Fragrances for the Id
In the past year, I've been able to sample more than one hundred (count 'em) fragrances -- most high end, niche and/or boutique scents -- thanks to an online fragrance community of which I am a member.
Prior to that, I had spent a phase purchasing what I now sneer at as "department store" fragrances ... and had probably collected nearly one hundred of that genre.
So I've smelled me some perfumes in my life. And besides joking about the real-or-imagined effect of pheromones, I'd given scant thought to the role of perfume in seduction. Really.
Perfume was a dainty, feminine pursuit. You zipped up your skirt, put in your earrings, slipped on your heels and spritzed. Or at least I once did. When I was that kind of woman.

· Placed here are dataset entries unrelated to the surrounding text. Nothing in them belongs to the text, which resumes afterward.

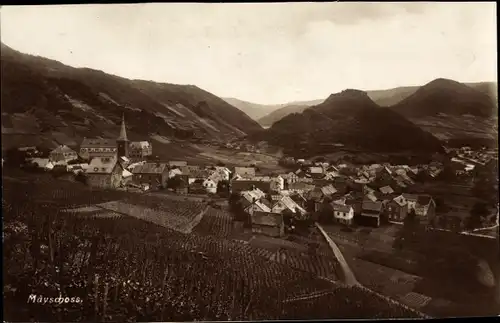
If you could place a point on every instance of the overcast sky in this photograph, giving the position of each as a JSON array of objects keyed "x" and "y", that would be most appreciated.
[{"x": 266, "y": 53}]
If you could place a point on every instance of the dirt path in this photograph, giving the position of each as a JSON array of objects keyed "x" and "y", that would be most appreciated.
[{"x": 348, "y": 276}]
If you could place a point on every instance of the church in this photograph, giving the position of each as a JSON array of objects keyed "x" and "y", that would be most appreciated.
[
  {"x": 121, "y": 147},
  {"x": 107, "y": 159}
]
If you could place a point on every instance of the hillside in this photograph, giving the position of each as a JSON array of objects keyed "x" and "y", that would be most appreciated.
[
  {"x": 384, "y": 98},
  {"x": 48, "y": 102},
  {"x": 453, "y": 110},
  {"x": 253, "y": 110},
  {"x": 349, "y": 118}
]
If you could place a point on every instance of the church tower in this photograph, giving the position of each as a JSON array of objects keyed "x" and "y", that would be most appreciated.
[{"x": 122, "y": 141}]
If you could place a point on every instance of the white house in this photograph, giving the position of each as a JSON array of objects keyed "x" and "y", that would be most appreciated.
[
  {"x": 223, "y": 172},
  {"x": 210, "y": 186},
  {"x": 343, "y": 213},
  {"x": 174, "y": 172},
  {"x": 277, "y": 184}
]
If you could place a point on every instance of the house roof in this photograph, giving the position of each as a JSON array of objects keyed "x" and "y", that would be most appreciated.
[
  {"x": 341, "y": 208},
  {"x": 316, "y": 170},
  {"x": 150, "y": 168},
  {"x": 399, "y": 200},
  {"x": 261, "y": 206},
  {"x": 98, "y": 143},
  {"x": 291, "y": 205},
  {"x": 267, "y": 218},
  {"x": 63, "y": 149},
  {"x": 244, "y": 170},
  {"x": 386, "y": 189},
  {"x": 410, "y": 197},
  {"x": 328, "y": 190},
  {"x": 371, "y": 206},
  {"x": 424, "y": 199},
  {"x": 101, "y": 165},
  {"x": 139, "y": 144},
  {"x": 177, "y": 163}
]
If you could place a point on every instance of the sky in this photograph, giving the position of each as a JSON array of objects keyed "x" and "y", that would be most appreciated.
[{"x": 267, "y": 53}]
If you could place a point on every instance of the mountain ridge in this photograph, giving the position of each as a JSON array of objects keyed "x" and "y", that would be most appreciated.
[
  {"x": 350, "y": 119},
  {"x": 79, "y": 102}
]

But now, from my current vantage point, I see fragrance's utility in a whole different light. And that light's turned down low, with a few scented candles burning.
Whoa, baby -- hand me the Boudoir! I mean Boudoir by Vivienne Westwood. Or Dominique Ropion's Une Fleur de Cassie ... or Robert Piguet's Fracas ... or Agent Provocateur ... any of those Fragrances for the Id.
Apparently I'm slow. I used to think sweat was the best scent in the bedroom. No, non, no way. Certain fragrances absolutely broadcast the female animal in us (in high definition) to our male counterparts. When you have an ultimate objective and must bring out all the artillery, these are the scents for you.
According to Roja Dove, arch perfumer for Guerlain, in the article "Scents of Desire" for UK Elle, these perfumes are noted for their complexity, their substantial basenote (deep, dark) quality; they can be of any perfume family but are notably found in the orientals and chypres, and most feature a tinge of corruption, that whiff of civet, amber, orris root, musk.
In addition, many of these scents are built around the "carnal flowers" of tuberose, jasmine for their indolic quality, or narcissus. To me, it is the animalic quality of the musk and the spoiled/sweet indoles of the floral in these perfumes that are most surprising and oddly attractive.
The UK Elle article listed a hall of dark fragrance fame that included Mitsouko, Opium, Vol de Nuit and Narcisse Noir -- but mine are different, as would be yours.
It is that one expects -- and even begins -- with one scent and your body chemistry works magic, resulting in something altogether different, unique and arresting that I find most satisfying about these alter-ego, erm -id, fragrances.
Addendum: I do not now wear, nor have I ever worn, Yves St. Laurent Opium. But you have to admit old Tom Ford knows how to sell 'fume.